A bill in Congress would offer federal grants to encourage researchers to destroy new human embryos from fertility clinics for their stem cells.
Such killing in the name of "prgress" crosses a fundamental moral line. Government has no business forcing taxpayers to subsidize the destruction of innocent human life. President Clinton’s National Bioethics Advisory Commission conceded that human embryos "deserve respect as a form of human life." How does it show respect to treat human lives as mere crops for harvesting?
Those who say these embryos "would be discarded anyway" are wrong. Embryos that couples want discarded are barred from being used in research. In fact, many couples who initially chose to discard their "excess" embryos have later changed their minds and let them survive. But now, government-funded researchers would reach in and destroy these young lives before that can happen.
This bill would lead to much killing that would not otherwise happen. And since all the "spare" embryos available for research cannot provide enough stem cells to treat any major disease, the proposed law would inevitably lead to creating human lives in the laboratory solely to destroy them.
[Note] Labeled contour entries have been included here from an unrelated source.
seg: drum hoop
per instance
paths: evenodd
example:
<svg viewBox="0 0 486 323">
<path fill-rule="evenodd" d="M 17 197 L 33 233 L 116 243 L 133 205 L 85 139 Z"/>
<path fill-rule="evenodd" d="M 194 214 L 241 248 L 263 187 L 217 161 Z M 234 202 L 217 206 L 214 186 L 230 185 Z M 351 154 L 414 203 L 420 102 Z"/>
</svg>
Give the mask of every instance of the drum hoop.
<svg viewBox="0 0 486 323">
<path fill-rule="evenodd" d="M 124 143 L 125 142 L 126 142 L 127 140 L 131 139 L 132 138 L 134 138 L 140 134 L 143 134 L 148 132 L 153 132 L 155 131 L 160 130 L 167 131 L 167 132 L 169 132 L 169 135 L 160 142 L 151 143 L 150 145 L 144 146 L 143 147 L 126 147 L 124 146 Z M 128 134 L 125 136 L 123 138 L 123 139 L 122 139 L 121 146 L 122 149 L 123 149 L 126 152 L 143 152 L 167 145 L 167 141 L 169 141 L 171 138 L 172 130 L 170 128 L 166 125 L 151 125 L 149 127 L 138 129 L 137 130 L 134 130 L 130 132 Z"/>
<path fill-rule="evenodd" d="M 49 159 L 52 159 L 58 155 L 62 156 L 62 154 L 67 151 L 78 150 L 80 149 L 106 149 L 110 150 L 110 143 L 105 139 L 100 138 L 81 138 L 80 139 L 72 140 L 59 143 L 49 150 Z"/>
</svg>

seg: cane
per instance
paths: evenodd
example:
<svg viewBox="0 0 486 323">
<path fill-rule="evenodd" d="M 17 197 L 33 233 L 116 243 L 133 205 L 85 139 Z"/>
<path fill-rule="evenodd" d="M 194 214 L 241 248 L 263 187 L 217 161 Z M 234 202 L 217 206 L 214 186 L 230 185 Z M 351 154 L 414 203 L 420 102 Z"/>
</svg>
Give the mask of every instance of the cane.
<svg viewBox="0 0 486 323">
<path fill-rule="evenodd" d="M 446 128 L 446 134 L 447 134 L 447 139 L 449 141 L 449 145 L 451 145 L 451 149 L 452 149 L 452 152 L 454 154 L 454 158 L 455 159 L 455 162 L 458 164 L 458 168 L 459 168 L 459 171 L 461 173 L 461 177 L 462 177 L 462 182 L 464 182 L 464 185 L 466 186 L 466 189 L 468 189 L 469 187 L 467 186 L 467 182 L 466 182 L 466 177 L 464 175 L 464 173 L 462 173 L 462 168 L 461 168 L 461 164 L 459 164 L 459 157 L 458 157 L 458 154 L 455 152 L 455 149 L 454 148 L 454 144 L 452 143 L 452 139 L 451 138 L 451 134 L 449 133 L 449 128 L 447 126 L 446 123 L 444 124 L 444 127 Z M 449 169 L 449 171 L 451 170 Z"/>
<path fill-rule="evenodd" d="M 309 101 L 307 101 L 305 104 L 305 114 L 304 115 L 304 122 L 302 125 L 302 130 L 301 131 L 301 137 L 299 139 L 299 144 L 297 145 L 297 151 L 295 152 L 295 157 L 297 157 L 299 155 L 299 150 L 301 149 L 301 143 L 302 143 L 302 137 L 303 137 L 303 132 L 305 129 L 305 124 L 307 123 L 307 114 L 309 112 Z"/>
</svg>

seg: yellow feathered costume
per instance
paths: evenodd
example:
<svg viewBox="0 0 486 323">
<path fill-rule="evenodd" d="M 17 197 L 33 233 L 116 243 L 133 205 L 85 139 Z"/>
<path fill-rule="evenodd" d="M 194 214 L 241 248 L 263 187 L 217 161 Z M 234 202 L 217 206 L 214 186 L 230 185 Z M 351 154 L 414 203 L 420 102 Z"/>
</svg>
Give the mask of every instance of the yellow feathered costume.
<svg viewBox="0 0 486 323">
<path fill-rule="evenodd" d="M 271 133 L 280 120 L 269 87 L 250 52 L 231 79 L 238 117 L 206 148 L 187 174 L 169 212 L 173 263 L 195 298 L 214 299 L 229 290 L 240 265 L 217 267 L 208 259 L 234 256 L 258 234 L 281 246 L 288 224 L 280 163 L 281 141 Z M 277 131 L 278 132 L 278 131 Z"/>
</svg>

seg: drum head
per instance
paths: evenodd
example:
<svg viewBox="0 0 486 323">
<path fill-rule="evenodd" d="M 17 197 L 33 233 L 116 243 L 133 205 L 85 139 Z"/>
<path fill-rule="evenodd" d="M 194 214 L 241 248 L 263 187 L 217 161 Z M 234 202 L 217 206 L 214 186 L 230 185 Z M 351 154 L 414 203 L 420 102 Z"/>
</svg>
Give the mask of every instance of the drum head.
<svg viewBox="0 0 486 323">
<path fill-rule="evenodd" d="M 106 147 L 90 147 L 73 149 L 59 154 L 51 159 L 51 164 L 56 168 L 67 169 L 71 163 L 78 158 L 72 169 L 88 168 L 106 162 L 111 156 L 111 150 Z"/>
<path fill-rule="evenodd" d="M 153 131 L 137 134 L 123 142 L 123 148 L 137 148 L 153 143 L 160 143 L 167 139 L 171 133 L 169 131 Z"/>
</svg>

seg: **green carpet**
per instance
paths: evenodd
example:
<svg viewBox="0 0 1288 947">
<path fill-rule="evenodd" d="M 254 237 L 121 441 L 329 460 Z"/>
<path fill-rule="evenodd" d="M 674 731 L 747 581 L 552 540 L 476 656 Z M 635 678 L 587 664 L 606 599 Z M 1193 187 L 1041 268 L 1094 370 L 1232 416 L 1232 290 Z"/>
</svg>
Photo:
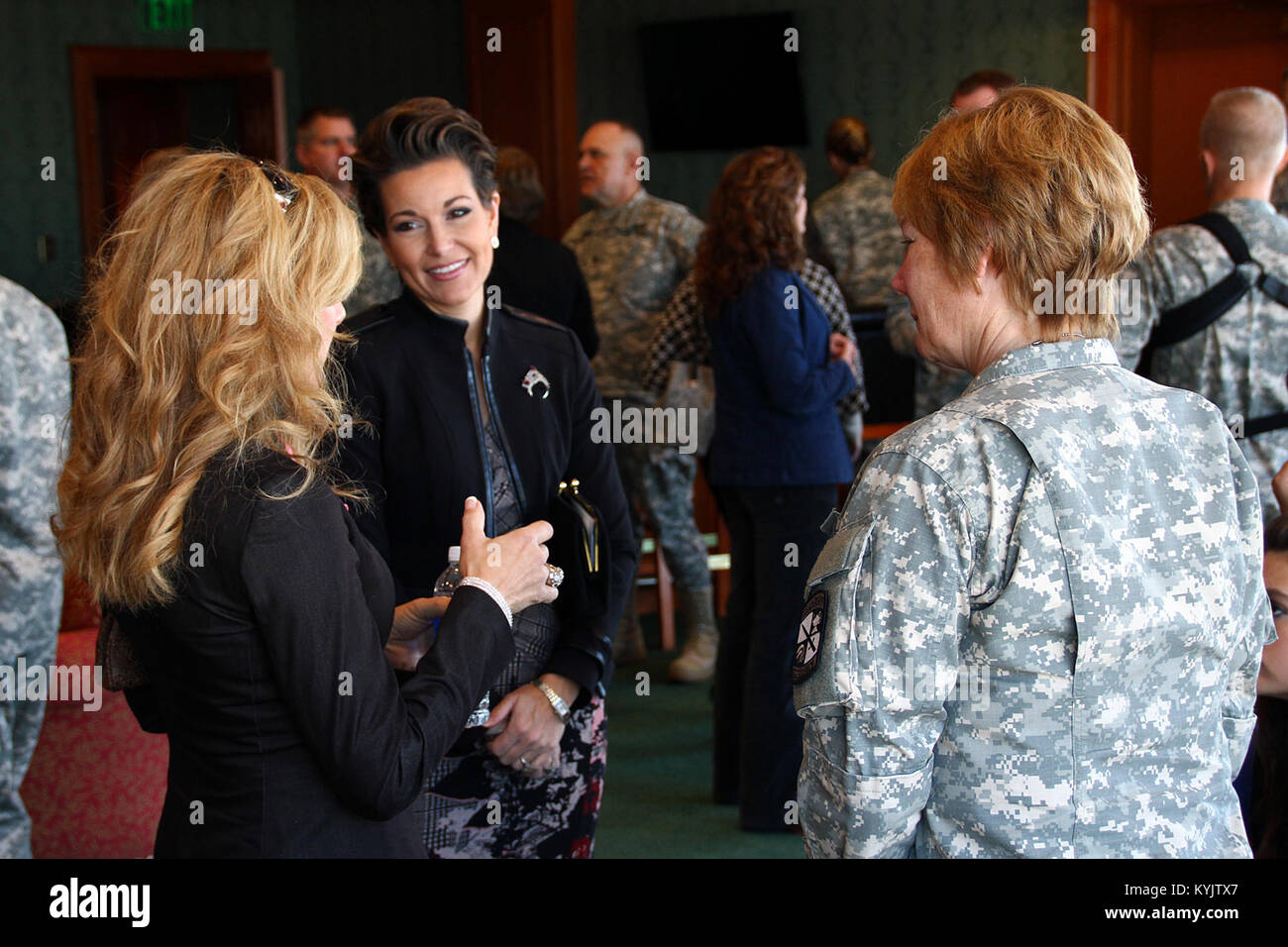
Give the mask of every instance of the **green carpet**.
<svg viewBox="0 0 1288 947">
<path fill-rule="evenodd" d="M 657 621 L 644 618 L 649 657 L 618 667 L 608 689 L 608 772 L 595 835 L 596 858 L 804 858 L 791 834 L 743 832 L 738 807 L 711 801 L 711 685 L 671 684 L 676 652 L 657 651 Z M 648 674 L 648 693 L 638 682 Z"/>
</svg>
That hope of treating disease is the driving force behind this bill. Yet the "promise" of embryonic stem cell research has been exaggerated. The journal Science last week published a warning by Stanford University experts that "it is nearly certain that the clinical benefits of the research are years or maybe decades away." They added: "This is a message that desperate families and patients will not want to hear." But they need to hear it. They were led to support this unethical research by hyped promises of miracle cures.
Stem cells from umbilical-cord blood and adult tissues, posing no moral problem, have advanced quickly toward treating juvenile diabetes, Parkinson’s disease, spinal cord injury, sickle-cell anemia, cardiac damage and other conditions. The fixation on destroying embryos has diverted resources away from more promising therapies, and therefore ill serves suffering patients as well as embryonic human beings. Congress should reject this bill and support promising medical research that all Americans can live with.